A bipartisan coalition in Congress has agreed to raise the budget for S-CHIP, the joint federal/state program that provides health insurance for millions of American kids who are not poor enough to be on medicaid, but whose families cannot afford private healthcare. The program expires September 30, so Congress must take action before then. The proposed plan would allow 3.3 million kids who are not now ensured to be covered under the program (bringing the total to about 9 million). This still leaves about 40 million Americans uninsured, but it’s a start. The hike in funds to SCHIP would be financed by raising the tobacco tax. Makes sense to me — tax something bad for people to provide something good for people.

Democrats are behind it. Republicans are behind it. Not behind it? The Bush Administration, who , which has announced plans to veto the bill and has unloaded a load of BS about the plan being bad because it will move too many people onto government-funded healthcare, when they believe we should be privatizing (which has worked so well…). Because nothing’s scarier than socialized medicine, not even dying kids.

What makes this move doubly bad (a wholly unnecesary multiplication) is that poverty is proven to be strongly linked to poor health. Not – mind you – because of anything people living in poverty have control over (no finger pointing here, at least not at the nation’s poor).

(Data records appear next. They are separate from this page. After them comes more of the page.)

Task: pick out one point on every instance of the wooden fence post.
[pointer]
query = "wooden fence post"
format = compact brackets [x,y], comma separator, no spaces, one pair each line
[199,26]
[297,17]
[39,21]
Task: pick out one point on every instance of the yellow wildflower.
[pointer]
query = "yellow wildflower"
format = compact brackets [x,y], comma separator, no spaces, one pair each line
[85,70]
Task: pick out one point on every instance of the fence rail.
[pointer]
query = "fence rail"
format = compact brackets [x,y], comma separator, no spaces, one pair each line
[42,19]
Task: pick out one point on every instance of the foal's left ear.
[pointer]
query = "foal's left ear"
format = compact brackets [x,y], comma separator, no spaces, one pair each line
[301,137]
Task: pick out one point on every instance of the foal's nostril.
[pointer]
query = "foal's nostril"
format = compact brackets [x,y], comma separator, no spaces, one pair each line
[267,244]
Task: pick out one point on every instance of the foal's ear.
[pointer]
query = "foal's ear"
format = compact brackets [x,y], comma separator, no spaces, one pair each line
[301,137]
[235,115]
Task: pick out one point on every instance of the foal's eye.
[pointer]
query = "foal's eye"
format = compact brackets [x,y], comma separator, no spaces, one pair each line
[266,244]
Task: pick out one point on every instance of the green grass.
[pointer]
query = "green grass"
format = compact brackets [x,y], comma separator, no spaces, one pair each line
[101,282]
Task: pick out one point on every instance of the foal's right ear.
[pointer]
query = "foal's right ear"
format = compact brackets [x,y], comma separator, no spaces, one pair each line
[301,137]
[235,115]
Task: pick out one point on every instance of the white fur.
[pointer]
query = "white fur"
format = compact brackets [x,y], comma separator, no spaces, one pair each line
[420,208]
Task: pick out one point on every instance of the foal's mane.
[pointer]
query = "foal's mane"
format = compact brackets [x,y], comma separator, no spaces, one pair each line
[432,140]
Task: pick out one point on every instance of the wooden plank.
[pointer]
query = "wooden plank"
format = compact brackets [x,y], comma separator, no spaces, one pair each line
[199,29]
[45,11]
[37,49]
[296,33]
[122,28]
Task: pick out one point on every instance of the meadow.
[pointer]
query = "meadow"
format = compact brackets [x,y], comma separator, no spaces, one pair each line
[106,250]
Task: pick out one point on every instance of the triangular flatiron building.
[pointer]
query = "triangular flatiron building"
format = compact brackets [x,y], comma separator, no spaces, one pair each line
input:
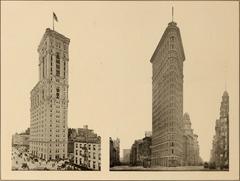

As Brydie Ragan noted on AlterNet yesterday, it is discrimination, high stress jobs, nutrient-free food that is made cheap by federal subsidies, and environmental hazards that are most common in poor neighborhoods that contribute to the overall poor health of the poor. This is especially true for young children. Among kids, poverty is strongly linked to high incidences of asthma and obesity. As Jill has protested, the pro-life camp ain’t so pro-life once the kid leaves the womb (or even before, for that matter).

I might be crazy, but I’m hitching this star to Bush’s eventual backing down under pressure from Republicans in Congress who fear backlash in their upcoming election cycles. Crazy? Maybe. But not one tenth as crazy as this move by the Bushies.